DeSR Dependency Parser

INTRODUCTION

DeSR is a dependency parser for natural language sentences.

Among its notable features:

accuracy: close to state of the art accuracy
efficiency: it can parse up to 200 sentence/sec
multilingual: it can be trained from an annotated corpus on multiple languages
customizable: features used in training can be customized.

Technique

DeSR is a shift-reduce dependency parser, which uses a variant of the approach of Yamada and Matsumoto (2003). Dependency structures are built scanning the input from left to right and deciding at each step whether to perform a shift or to create a dependency between two adjacent tokens.

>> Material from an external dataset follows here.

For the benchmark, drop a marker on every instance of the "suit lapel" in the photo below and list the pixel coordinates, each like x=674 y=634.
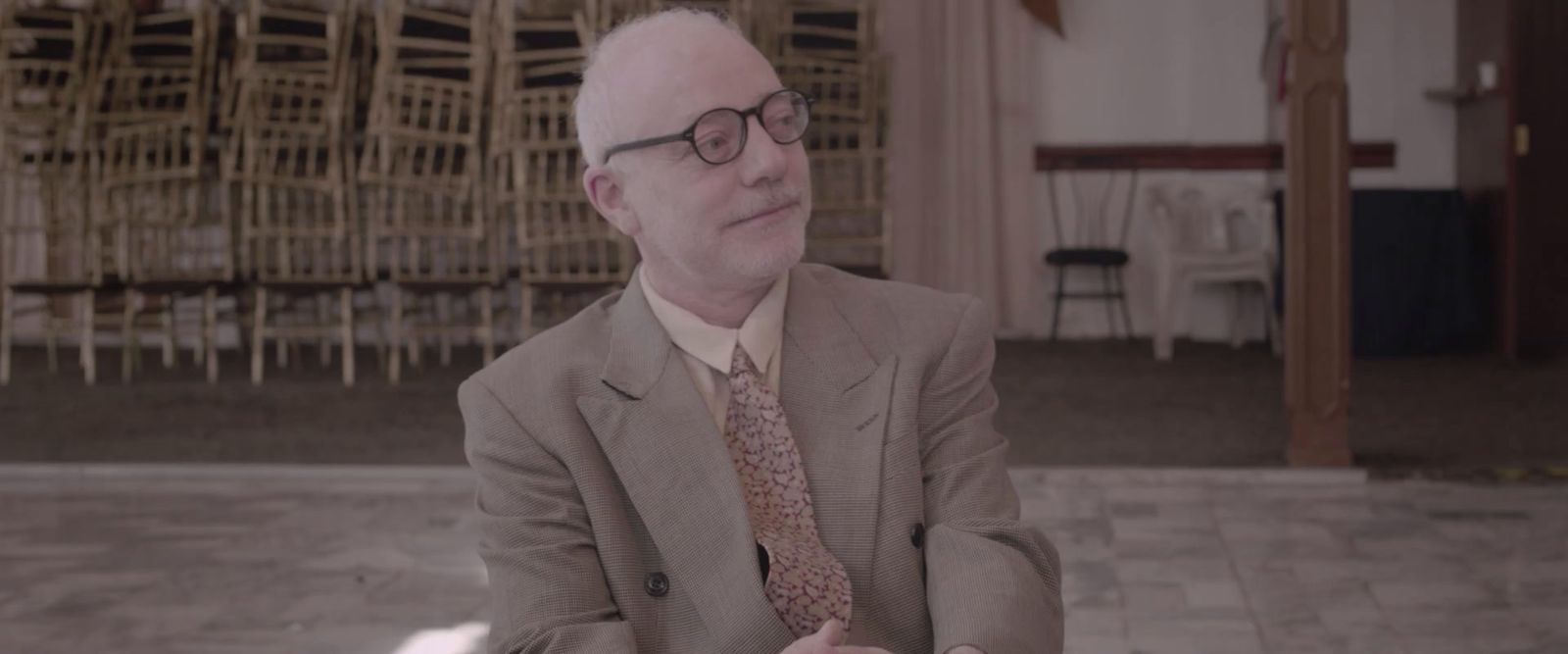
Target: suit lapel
x=674 y=466
x=836 y=397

DeSR uses though a different set of rules and includes additional rules to handle non-projective dependencies that allow parsing to be performed deterministically in a single pass. The algorithm also produces fully labeled dependency trees. A classifier is used for learning and predicting the proper parsing action. The parser can be configured, selecting among several learning algorithms (Averaged Perceptron, Maximum Entropy, memory-based learning using TiMBL, support vector machines using libSVM), providing user-defined feature models, and selecting input-output formats (including the CoNLL shared task format).

Download

Sources can be downloaded from SourceForge, while these are precompiled binaries for Linux Fedora Core 5:

Linux/Unix: desr (32 bit version), desr64 (64 bit version)
sample configuration file: desr.conf
model for Spanish: spanish.AP.gz

Usage

Suppose you have both the parser and the configuration file in the same directory, you call:

   desr -t -m modelFile trainFile

to produce a model from a training corpus in CoNLL format.

To parse sentences in CoNLL format, use:

   desr -m modelFile parseFile > parsedFile

If you plan to use the downloaded model file, first gunzip it.

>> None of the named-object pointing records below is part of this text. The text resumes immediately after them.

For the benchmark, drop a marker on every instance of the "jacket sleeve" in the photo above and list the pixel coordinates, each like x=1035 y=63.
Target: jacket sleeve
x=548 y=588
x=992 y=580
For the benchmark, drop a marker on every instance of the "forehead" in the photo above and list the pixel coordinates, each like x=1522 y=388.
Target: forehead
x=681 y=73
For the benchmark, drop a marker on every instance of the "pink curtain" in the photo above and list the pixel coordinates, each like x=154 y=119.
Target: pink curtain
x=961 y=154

For a full list of options, type:

   desr -h

Several classifiers are available, including:
Maximum Entropy (-aME), Perceptron (-aAP), MBL (-aMBL) or SVM (-aSVM). The algorithm can also be specified in the configuration file desr.conf as well as the features to be used.

Be careful using option SecondOrder, since it may considerably increase the model size.

References

G. Attardi. 2006. Experiments with a Multilanguage Non-Projective Dependency Parser, Proc. of the Tenth Conference on Natural Language Learning, New York, (NY)
G. Attardi, M. Ciaramita. 2007. Tree Revision Learning for Dependency Parsing, Proc. of the Human Language Technology Conference 2007.
G. Attardi, A. Chanev, M. Ciaramita, F. Dell'Orletta and M. Simi. 2007. Multilingual Dependency Parsing and Domain Adaptation using DeSR. Proceedings the CoNLL Shared Task Session of of EMNLP-CoNLL 2007, Prague.